Aesthetic satisfaction

A space free of clutter immediately exudes a clean and pleasing aesthetic. You can make use of your existing items such as plants or books to amp up the look of your space. However, if you’re at your wits end in terms of designing, seek inspiration from Pinterest, especially Scandinavian design which features functional beauty with white walls and simple lines.

You’ll Focus Better

According to Peter Walsh (Australian-American organiser), clearing the clutter in your physical space will go a long way toward clearing the clutter in your mind and relationships. Many people find that focusing on a task is easier when their vision is less distracted by the mess in the room or living area. There’s also a sense of mental clarity and relief when you’ve organised your closet or gone through the junk drawer in your kitchen (no judgement, we all have that one mess of a drawer).

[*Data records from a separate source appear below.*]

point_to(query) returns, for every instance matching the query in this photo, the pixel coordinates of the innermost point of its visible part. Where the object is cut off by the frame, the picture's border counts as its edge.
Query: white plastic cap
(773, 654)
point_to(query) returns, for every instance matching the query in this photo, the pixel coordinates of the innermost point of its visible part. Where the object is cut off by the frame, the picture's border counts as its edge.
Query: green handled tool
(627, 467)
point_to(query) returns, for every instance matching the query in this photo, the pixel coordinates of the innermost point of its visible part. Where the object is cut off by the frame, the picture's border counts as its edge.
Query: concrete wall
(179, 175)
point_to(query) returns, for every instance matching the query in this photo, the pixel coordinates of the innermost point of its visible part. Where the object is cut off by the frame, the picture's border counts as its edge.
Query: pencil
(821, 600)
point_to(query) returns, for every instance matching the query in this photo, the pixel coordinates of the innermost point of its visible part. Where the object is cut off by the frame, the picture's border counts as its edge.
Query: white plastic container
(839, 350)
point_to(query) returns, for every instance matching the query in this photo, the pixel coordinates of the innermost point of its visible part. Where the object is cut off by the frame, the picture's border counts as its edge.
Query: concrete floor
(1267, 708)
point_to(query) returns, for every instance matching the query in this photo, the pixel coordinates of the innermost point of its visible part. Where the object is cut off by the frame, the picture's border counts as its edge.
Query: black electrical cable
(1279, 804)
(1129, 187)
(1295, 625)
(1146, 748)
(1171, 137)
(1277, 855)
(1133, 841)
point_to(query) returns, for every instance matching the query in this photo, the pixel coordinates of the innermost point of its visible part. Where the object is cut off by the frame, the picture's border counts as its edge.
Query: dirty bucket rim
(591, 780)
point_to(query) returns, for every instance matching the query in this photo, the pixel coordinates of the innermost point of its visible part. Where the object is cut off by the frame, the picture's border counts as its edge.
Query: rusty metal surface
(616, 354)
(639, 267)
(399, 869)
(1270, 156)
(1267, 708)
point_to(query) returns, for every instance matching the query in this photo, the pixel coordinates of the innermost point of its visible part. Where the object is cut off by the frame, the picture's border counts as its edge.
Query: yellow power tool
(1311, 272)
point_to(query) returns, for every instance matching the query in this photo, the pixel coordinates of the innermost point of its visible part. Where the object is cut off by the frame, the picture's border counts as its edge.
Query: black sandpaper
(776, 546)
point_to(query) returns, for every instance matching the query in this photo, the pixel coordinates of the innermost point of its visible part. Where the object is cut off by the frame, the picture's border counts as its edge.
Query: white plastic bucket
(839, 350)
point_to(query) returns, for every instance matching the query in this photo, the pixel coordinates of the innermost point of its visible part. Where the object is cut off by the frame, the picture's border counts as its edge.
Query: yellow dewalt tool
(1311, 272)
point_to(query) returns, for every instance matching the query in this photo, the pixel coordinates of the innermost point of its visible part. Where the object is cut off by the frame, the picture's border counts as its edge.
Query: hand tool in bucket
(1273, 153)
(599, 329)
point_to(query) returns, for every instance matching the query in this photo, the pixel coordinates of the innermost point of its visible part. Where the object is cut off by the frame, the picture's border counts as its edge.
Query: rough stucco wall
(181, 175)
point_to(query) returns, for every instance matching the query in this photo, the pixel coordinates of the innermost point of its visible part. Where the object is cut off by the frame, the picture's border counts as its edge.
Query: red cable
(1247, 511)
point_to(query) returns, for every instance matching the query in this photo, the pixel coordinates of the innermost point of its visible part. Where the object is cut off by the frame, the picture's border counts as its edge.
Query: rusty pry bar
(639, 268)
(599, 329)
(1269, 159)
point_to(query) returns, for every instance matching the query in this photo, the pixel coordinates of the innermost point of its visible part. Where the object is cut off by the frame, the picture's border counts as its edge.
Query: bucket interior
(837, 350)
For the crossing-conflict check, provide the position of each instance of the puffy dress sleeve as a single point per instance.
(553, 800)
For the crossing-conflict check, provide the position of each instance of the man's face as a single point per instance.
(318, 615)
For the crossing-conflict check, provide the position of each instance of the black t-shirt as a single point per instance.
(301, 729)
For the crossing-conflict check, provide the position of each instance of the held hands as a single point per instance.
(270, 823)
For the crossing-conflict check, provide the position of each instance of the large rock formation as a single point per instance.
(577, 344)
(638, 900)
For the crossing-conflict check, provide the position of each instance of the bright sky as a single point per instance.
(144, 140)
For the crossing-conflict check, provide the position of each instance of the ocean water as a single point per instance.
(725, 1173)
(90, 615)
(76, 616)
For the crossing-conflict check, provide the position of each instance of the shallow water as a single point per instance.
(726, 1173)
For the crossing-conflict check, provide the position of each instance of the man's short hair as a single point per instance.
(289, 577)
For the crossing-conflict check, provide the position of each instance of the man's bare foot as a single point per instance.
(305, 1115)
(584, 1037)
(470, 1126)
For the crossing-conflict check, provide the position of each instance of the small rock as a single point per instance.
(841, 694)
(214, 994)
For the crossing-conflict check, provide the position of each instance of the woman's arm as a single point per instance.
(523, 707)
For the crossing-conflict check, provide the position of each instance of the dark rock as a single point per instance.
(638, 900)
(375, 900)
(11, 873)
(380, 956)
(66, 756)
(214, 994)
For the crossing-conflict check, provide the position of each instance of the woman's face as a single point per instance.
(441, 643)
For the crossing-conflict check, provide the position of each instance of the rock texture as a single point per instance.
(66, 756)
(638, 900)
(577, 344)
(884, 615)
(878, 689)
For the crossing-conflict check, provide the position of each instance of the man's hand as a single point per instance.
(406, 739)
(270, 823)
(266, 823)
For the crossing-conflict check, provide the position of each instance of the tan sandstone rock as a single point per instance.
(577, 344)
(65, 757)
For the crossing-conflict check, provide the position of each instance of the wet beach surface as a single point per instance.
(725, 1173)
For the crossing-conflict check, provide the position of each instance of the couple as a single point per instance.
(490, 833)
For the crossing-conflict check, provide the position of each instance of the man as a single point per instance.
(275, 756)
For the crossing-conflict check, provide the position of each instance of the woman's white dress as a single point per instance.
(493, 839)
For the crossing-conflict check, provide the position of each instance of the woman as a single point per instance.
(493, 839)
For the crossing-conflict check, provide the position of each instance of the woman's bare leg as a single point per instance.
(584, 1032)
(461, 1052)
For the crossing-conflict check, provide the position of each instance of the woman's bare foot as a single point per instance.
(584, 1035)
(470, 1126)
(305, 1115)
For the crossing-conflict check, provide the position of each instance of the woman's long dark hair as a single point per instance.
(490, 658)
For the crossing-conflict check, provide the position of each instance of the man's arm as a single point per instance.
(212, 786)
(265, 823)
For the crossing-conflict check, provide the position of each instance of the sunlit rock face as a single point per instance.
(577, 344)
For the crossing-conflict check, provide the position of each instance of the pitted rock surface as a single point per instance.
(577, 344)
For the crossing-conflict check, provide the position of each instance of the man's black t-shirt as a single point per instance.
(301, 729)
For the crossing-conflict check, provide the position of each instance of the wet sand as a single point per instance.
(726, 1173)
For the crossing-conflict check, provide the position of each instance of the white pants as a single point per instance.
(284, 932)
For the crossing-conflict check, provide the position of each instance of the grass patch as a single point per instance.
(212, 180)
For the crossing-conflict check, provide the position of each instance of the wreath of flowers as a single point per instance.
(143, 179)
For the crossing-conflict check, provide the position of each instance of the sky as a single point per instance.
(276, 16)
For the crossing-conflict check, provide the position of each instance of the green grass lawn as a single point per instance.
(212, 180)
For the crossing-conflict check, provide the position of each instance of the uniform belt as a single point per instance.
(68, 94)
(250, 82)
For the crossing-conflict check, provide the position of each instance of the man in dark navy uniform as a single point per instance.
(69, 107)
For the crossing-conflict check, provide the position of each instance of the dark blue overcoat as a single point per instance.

If you take a moment to truly look around your home and evaluate the number of possessions you have, it could be shocking. They are ascribed to impulse purchases, impressing people and retail therapy. “We buy things we don’t need with money we don’t have to impress people we don’t like,” said Dave Ramsey, financial advisor and New York Times bestselling author. 

Besides material possessions, clutter exists in aspects such as our undertakings — overcommitting to work or events because you can’t say no or are afraid to disappoint someone. Look inwardly and ask yourself whether the things you have committed to are imperative. If it isn’t, start scaling back. Imagine the relief and freedom you would experience when you finally let it go.